How is your mom doing? [Editor's note: Kim's mother is struggling with Alzheimers].



She is…not doing well. She has recently begun saying stuff like, 'Now, you're mine, right?'



Oh man, that’s so sad…



I know, and she's like, forgetting the family connection. Like, she said to my brother the other day, 'You're my son, right?' And she knew it was a 'Kevin,' and she knew generally his personality and stuff.



You know, watching her lose so much information really underlines how much information we actually have to learn. And I'm not talking about schooling. It was weird to watch her lose the grip of time, and to lose it in every way.



Can you give an example?



Like right now, she really believes that her mother and father, and my dad's mother and father are laid out in a nursing home side by side next to each other in a bed across the street from my old high school! Oh my God, and you've got to hear the names of these people -- there's Hobart, Ruby, Blanche Myrtle and Grace. Oh, and Fred!

[Laughing]



And my poor dad! She'll say to my dad, 'Why don't you go visit your mother? I can't believe you won't visit your mother! She'd be so surprised if she saw you.' And of course, sometimes my dad can't stand it, and he has to say something like, 'You're right, she'd be surprised to see me…she's been dead for 30 years!'



Oh my God! I used to work with Alzheimer's patients in college, and once a woman escaped. Luckily we found her safe at the lake, but it was absolutely terrifying.



Oh my God, I know my mom's going to be a runner! I just know it.



Do you ever worry that you might potentially inherit Alzheimer's from her?



Honestly no, because I take after my dad so much for all of his bad qualities that I can't possibly get my mother's Alzheimer's. I mean, I didn’t get her pretty legs. I didn’t get her nice body. We [Kim's twin sister Kelley] don't even look like her, and that's why I couldn't possibly have the one bad thing that she has. I mean, I didn't get any of her good stuff, so I don't think I'll get this.



The last time I interviewed you, the piece got hundreds of comments and a lot of them were about how both lesbians and gay men are attracted to you.

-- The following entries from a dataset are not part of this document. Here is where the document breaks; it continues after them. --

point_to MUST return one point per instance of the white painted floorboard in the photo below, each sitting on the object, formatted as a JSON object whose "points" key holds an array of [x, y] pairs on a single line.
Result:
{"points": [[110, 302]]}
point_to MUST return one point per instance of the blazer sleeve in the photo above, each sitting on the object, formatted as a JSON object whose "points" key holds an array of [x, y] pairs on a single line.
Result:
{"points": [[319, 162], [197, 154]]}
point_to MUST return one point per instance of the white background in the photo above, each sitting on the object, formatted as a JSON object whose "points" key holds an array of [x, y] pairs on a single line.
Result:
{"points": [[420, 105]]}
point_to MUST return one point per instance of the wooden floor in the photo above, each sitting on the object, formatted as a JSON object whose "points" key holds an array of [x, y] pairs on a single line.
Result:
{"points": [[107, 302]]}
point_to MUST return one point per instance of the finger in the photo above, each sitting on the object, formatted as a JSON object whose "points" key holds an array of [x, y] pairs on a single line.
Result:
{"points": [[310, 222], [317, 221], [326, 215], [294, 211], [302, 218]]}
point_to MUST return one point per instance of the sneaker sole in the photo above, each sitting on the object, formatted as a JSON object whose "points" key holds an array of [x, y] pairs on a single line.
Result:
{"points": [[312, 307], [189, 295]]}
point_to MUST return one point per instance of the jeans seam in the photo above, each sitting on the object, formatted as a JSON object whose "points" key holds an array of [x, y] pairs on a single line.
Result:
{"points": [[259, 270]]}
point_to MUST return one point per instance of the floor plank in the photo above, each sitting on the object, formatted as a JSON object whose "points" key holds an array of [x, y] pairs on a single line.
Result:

I have to ask, do you have a gay bone in your body?



[Thinks] You know what? I'm just so…asexual, I wish I had a gay bone.



That's so wierd. You don't seem asexual. Does it seem weird to you that both are attracted to you?



I can see the lesbian thing, but like, then again, I don't really know because I have no idea what attracts people.



I was just talking to a gay guy friend and it was interesting because he was saying that he didn’t think he was gay all through high school, right? His older brother was gay, so he was used to it, and he just never thought about it. He said the only gay guys he would think of back then were the really 'fabulous' types. And he said he had no idea he was gay until he opened up a copy of Bear magazine in his mid-twenties, and he was like, 'Shwing! I'm gay.'



My point being how would I know what lesbians or gay guys were attracted [to] because one can never know what can turn on a particular lesbian or a particular gay person.



Do you remember when, in an interview a few years ago, you said you looked at all your musical contemporaries and that they were all married with children, and then added, 'I could use a wife?'



Yes, which is really, really insulting to women, of course!



No, it's not! You have every right to want a wife. Even certain women want wives. So, speaking of families, did you ever want children?



I used to always think that in my future self, I would want kids. And I read a 'Newsweek' article in the early 90's and it was an article about women hitting the glass ceiling, blah, blah blah, whatever.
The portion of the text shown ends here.